Turned out that the only problem with the E5 was that it had been stuck in the shop window for some months and someone had thrown away the box and manual making it impossible to sell at a good price. No complaints from me as the radio itself was it great condition. After a bit of haggling the shop added a power adapter to the deal for a total cost of 80GBP and I headed home to try out my new toy.
For those not familiar with the E5 here is a quick run down of the basic specifications.
- Coverage : AM 520-1710 KHz, FM 87.5-108 MHz, LW 150-510 KHz, Shortwave 1711-29999 KHz
- Single Side Band operation with fine tuning
- Proper headphone socket
- 3.5MM external antenna socket
- Line out for recording
- Keypad lock feature
- 700 memory presets
- Tuning modes Auto-Scan, Manual-Scan, Direct input and Manual
- Powered by 4 x AA batteries
Tough Little Radio
During the summer months me and my partner spend a good deal of time climbing and camping on top of the UK’s mountains and the E5 has been with us every step of the way for the last 10 years. Even though we have done our best to look after it sometimes circumstances have been out of our control meaning the radio has picked up some damage in its outdoor life but has never stopped working.

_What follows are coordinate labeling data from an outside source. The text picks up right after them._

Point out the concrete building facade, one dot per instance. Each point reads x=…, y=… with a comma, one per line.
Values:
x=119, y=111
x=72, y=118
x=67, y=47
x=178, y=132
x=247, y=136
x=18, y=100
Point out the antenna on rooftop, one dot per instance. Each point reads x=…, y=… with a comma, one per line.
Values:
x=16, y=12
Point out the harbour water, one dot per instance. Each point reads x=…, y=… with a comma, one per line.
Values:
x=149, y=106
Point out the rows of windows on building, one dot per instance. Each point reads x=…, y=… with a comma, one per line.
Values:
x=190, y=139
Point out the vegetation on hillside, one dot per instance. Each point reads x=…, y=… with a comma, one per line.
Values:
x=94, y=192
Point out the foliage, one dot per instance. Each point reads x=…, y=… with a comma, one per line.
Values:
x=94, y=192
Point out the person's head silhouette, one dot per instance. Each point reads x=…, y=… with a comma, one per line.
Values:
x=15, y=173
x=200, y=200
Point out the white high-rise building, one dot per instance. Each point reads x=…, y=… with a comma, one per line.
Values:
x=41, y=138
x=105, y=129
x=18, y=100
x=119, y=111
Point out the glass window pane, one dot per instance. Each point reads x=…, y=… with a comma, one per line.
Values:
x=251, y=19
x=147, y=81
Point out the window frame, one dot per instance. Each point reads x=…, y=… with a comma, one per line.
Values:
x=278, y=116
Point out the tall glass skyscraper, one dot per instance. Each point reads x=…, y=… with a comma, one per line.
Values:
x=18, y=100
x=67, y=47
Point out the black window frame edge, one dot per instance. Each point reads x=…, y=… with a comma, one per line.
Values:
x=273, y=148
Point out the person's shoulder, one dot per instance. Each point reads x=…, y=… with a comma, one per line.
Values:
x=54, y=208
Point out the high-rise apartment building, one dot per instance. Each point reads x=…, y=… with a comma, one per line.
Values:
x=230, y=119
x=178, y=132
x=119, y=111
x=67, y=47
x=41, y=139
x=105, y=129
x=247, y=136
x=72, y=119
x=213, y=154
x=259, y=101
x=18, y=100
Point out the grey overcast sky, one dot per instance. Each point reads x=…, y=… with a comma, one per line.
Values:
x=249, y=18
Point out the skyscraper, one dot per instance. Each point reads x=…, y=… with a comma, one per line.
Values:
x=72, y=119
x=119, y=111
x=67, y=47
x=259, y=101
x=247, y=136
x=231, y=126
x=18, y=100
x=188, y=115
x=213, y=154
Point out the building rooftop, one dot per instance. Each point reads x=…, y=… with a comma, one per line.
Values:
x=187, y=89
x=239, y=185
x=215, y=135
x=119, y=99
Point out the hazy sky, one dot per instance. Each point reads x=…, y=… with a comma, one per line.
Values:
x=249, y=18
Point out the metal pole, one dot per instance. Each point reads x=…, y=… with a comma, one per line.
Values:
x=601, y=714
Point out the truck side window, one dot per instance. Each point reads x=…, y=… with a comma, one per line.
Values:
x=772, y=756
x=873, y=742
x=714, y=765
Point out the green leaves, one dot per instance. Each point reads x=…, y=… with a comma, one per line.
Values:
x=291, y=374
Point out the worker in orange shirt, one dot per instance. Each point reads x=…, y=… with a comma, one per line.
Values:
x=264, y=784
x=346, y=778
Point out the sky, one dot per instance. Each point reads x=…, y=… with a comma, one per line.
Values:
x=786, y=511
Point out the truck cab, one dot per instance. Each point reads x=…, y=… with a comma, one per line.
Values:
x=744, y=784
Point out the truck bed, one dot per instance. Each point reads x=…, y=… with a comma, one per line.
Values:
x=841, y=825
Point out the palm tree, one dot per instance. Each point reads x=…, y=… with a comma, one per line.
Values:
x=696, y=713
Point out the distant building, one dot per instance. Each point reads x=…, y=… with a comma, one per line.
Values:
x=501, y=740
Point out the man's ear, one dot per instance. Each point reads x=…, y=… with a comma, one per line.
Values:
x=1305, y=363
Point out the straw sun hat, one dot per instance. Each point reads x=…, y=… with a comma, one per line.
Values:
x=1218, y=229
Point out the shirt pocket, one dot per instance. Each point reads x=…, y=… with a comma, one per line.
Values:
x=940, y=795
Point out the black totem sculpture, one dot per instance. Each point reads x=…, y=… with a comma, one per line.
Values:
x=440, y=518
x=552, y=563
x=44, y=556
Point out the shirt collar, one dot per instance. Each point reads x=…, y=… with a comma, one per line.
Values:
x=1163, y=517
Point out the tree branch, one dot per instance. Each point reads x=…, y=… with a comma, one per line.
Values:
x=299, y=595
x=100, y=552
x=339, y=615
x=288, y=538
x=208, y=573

Apart from good performance for me a quality shortwave radio is one that’s not going to stop working after a few little knocks and the E5 passes that test with flying colors.
How to Break a Telescopic Aerial
Telescopic aerials are a great invention but there design does make them easily damaged and are usually the first thing to get broken on a field radio.
The destruction of the aerial on this E5 was a joint effort between me and my partner. My part was forgetting to attach a 3.5MM jack plug to the 40 Meter wire antenna that was meant to be used for a bit of mountain top DX which left me with no choice but to tape it to the telescopic instead and my partners role was falling into to rucksack that the radio was sitting on resulting in the nice shiny telescopic being ripped out of the E5 and snapped like a twig.
Never got around to replacing the aerial and as you can see from the first photo on this page opted to use a piece of wire instead.
Loss of the Tuning Knob
As the E5 is loud enough to be used to listen to FM radio stations while hiking it is usually slotted into the webbing on the side of my backpack putting it in harms way. In the summer months bracken grows to leave a springy carpet on large open spaces in the UK and even though it looks flat it does a very good job of hiding surprisingly big holes in the ground. Making camp after a few humorous hours falling over countless times while walking from one mountain to another we released the E5 had suffered a further injury.
Luckily there was still enough of the stem sticking out for us to use the radio and managed to find a rough replacement when we returned home.
The scarping on the front panel is the result of me losing my footing while walking on mist covered rocks and taking a 30 meter slide down a mountain. The E5 was in its usual spot in the backpacks side webbing and got crushed against some rocks on the way down.
I lost some skin off my face and arms along with destroying an expensive digital camera but the indestructible E5 didn’t stop playing music all the time I was tumbling over sharp rocks.
Having always tried to protect all the personal electronics we take climbing from water there have been times when things have gone wrong. The E5 once suffered from a build up of water behind the display but like a rabid zombie refused to stop going.
What we like about the E5
Having dragged this radio over countless miles of countryside some of its features make the E5 perfect for a hiking radio.
For use when on the move the keypad lock completely shuts off everything including the volume and tuning dial so there are no accidental changes will you are climbing or walking.
Used as a source of motivational music on the long hikes the E5 has a good level of volume when listening to FM stations with very little distortion even at full blast but at this level it will easily eat through a set of batteries every 5-6 hours (defiantly pack some spares).
A Hard Act to Follow!
I don’t expect every portable shortwave receiver to go through the sort of punishment that my little E5 has over the years but it does go to show what a great field radio it is. The fact that this Eton product is still working means that when this E5 does eventually meet its maker on some wet mountain top the next radio will have a lot to measure up to and with some poorly constructed sets on the market at the moment it has really limited my buying choices.
As the summer crawls to a close the E5 has done us proud yet again and hopefully will be with us for many years to come.